Je changeai plusieurs fois de Patron : l’on appelloit cela me vendre, comme si jamais on pouvoit vendre un homme. On vendoit le travail de mes mains ; mais ma volonté, mon entendement, mon être, tout ce par quoi j’étois moi & non pas un autre, ne se vendoit assurément pas ; & la preuve de cela est que la premiere fois que je voulus le contraire de ce que vouloit mon prétendu maître, ce fut moi qui sus le vainqueur. Cet événement mérite d’être raconté.

Je fus d’abord assez doucement traité ; l’on comptoit sur mon rachat, & je vécus plusieurs mois dans une inaction qui m’eût ennuyé, si je pouvois connoître l’ennui. Mais enfin voyant que je n’intriguois point auprès des Consuls Européens & des Moines, que personne ne parloit de ma rançon & que je ne paroissois pas y songer moi-même, on voulut tirer parti de moi de quelque maniere, & l’on me fit travailler.

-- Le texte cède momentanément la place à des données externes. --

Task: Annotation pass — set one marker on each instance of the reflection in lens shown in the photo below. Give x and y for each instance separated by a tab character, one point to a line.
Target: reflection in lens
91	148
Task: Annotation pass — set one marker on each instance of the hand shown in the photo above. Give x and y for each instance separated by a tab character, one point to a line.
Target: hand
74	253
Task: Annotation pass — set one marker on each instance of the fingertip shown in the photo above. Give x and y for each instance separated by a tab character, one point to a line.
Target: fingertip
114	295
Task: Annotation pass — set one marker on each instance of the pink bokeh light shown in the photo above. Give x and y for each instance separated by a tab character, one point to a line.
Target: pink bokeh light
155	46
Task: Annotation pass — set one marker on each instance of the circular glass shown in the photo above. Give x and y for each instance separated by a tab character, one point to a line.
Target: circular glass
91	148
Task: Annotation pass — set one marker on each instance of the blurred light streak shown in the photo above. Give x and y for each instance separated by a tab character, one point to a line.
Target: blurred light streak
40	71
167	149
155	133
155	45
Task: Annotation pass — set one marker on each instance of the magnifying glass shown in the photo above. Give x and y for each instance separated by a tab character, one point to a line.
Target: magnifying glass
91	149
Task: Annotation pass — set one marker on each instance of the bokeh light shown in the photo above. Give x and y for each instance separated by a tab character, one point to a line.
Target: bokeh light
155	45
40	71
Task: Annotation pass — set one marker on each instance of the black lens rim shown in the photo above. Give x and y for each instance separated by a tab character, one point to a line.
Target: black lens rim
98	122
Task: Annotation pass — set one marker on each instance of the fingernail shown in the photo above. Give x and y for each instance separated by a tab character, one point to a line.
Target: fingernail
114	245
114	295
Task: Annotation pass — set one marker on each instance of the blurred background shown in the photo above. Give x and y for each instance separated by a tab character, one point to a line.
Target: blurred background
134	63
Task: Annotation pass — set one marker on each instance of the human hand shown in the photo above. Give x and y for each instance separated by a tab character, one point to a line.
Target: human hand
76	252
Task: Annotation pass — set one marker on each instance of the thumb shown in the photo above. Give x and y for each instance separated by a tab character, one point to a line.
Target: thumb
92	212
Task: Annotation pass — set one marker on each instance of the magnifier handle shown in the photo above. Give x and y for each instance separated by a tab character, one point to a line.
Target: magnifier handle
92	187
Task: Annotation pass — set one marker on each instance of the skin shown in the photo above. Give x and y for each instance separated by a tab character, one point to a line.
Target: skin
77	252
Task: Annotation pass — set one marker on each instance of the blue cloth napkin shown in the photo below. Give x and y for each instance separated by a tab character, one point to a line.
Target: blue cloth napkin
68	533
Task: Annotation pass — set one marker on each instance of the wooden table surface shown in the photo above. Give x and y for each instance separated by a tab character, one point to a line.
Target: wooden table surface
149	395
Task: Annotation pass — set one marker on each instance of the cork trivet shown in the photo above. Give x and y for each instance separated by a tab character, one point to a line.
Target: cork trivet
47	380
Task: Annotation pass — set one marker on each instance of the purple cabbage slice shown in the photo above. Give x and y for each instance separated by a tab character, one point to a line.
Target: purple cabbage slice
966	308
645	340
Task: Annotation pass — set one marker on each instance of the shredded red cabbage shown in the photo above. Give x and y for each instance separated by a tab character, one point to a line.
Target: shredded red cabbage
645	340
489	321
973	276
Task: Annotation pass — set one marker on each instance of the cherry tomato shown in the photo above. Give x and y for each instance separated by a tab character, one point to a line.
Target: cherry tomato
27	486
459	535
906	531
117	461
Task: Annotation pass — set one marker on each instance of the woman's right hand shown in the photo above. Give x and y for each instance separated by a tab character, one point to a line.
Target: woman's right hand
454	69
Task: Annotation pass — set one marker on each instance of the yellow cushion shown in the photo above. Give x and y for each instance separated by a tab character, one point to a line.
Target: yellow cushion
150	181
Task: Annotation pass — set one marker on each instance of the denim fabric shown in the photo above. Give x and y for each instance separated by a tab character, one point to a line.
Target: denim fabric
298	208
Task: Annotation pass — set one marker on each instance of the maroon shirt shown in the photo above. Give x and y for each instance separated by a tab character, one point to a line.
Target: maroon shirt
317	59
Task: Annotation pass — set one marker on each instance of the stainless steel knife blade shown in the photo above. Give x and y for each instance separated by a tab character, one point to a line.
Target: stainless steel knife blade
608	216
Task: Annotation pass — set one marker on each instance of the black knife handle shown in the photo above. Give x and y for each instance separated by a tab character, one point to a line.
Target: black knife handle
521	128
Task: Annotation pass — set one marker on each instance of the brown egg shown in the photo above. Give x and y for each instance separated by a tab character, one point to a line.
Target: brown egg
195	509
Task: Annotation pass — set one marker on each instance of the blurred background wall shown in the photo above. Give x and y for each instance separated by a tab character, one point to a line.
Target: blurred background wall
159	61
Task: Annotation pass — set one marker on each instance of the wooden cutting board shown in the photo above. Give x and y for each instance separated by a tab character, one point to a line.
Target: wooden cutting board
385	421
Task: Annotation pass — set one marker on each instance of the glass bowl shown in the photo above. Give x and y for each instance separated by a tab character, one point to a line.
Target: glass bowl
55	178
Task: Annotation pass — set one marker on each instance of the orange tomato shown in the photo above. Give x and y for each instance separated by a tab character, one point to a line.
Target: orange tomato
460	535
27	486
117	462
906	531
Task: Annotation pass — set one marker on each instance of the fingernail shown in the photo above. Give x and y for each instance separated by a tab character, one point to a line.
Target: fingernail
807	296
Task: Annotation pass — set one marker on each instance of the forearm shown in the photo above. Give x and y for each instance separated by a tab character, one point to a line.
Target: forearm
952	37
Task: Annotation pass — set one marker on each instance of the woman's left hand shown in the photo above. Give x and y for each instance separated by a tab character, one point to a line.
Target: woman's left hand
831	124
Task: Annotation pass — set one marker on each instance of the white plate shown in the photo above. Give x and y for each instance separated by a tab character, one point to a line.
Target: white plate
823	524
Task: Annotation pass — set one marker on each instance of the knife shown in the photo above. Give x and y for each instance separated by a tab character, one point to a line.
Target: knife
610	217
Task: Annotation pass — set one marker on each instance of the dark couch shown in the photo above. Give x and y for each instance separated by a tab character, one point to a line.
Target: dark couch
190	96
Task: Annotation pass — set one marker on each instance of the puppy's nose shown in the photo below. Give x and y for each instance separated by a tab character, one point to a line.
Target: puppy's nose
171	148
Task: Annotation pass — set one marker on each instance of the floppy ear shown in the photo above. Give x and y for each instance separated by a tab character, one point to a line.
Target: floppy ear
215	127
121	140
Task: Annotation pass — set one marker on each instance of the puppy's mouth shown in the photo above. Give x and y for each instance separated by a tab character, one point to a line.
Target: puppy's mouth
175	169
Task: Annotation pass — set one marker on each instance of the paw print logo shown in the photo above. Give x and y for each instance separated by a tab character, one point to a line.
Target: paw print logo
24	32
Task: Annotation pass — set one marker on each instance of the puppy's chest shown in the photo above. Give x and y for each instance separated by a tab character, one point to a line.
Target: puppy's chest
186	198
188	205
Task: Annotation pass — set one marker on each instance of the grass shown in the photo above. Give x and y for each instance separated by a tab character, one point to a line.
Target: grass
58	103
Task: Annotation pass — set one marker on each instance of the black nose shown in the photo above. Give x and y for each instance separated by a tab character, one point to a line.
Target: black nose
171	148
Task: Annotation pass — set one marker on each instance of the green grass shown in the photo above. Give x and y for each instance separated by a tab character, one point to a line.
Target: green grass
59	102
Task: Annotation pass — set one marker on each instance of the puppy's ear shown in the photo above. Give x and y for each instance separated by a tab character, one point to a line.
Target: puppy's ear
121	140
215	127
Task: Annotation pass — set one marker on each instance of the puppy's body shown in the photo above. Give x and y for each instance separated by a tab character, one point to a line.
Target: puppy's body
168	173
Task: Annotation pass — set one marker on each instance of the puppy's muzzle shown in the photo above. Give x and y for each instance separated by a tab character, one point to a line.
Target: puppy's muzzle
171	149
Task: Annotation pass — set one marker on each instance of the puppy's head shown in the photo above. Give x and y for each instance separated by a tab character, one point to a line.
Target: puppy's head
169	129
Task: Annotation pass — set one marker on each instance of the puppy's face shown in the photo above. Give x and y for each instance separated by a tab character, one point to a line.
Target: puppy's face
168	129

Ce changement ne me surprit ni ne me fâcha. Je craignois peu les travaux pénibles, mais j’en aimois mieux de plus amusans. Je trouvai le moyen d’entrer dans un attelier dont le maître ne tarda pas à comprendre que j’étois le sien dans son métier. Ce travail devenant plus lucratif pour mon Patron que celui qu’il me faisoit faire, il m’établir pour son compte & s’en trouva bien.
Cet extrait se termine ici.